A coherent VUV source, based on optical high harmonic generation (HHG) of intense ultrashort laser pulses in atomic and molecular gases, has been developed at the University of Virginia. This source utilizes a hollow-core waveguide to increase the VUV yield and enable better control over its macroscopic coherence properties. Several experiments were conducted that focus on using emission to better understand molecular dynamics in intense laser fields and on exploiting these dynamics to enhance the harmonic emission.;The first reported measurements of the molecular alignment-dependent harmonic yields from CO and N2 were observed in a hollow-core waveguide. From these alignment signals, a functional form for the HHG angular dependence was determined by fitting the data to simulated alignment parameters. In particular, the contrast ratio of the harmonic yield from perfectly aligned vs. anti-aligned molecules was extracted. Next, the effect of molecular alignment on the macroscopic propagation properties of the medium was examined. At higher orders, a reversal in the time-dependent variation in the HHG yield was observed. Simulations indicate that this reversal is due to the increased ionization from aligned molecules which affects the phase-matching properties of the medium. This result illustrates that both the single molecule response and the macroscopic propagation properties of the medium contribute to the alignment-dependent variation in the HHG yield.

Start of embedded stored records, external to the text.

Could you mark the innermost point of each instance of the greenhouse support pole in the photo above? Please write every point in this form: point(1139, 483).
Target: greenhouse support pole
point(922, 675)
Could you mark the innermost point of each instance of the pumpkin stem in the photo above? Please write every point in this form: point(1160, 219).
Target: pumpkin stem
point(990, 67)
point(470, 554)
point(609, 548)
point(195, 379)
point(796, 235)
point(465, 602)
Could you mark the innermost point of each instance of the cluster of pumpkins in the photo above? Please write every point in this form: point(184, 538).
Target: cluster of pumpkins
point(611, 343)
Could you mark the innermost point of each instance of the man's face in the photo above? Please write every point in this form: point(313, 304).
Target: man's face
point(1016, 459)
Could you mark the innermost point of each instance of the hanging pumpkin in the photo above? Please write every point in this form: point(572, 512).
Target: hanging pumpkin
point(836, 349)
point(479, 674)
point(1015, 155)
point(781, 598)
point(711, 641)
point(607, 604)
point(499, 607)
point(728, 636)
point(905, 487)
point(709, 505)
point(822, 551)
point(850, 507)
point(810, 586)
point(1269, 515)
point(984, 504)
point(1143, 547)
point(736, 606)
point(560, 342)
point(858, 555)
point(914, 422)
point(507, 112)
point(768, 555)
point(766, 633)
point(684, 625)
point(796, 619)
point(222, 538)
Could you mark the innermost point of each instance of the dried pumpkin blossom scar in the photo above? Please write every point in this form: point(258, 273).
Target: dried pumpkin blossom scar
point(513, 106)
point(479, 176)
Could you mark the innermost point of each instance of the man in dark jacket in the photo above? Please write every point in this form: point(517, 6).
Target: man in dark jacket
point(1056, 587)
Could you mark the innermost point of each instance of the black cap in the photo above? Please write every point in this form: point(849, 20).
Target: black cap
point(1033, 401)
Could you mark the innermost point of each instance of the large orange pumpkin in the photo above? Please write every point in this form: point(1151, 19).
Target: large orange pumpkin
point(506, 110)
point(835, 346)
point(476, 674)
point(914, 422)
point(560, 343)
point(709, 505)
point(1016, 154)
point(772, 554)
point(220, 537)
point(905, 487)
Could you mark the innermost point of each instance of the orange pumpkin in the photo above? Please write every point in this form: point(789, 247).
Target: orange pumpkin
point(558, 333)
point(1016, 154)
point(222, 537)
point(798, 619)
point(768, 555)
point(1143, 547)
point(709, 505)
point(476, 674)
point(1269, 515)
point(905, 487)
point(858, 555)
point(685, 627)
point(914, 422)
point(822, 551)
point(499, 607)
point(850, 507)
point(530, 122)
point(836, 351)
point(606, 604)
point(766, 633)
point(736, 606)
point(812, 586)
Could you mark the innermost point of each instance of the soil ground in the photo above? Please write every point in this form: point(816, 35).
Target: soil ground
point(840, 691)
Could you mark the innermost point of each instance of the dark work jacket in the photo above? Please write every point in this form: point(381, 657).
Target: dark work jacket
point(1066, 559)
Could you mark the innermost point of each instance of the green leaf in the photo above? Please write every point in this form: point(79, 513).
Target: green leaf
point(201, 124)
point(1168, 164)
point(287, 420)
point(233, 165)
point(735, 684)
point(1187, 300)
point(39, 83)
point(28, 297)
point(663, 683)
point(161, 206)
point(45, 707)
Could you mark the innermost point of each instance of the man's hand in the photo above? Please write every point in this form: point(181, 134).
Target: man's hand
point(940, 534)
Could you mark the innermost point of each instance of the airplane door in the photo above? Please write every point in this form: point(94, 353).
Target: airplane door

As a technical improvement, a liquid nitrogen cooled fiber was constructed to reduce the gas temperature from 300 K to 150 K, improving the degree of alignment. The final group of experiments focused on the use of counter-propagating (CP) control and signal pulses in a quasi-phase matching (QPM) scheme to enhance the harmonic output. First, long CP pulses were used to probe the macroscopic non-linear-optical properties of gas. Then, short control pulses were used to transiently align diatomic molecules inside the waveguide, spatially mapping the periodic temporal revival structure and, thus, modulating the properties of the molecular target gas throughout the fiber. Unfortunately, this modulation resulted in only a small increase in the HHG yield. Simulations indicate that this enhancement is due to the weak time-independent alignment produced by the short, CP pulse.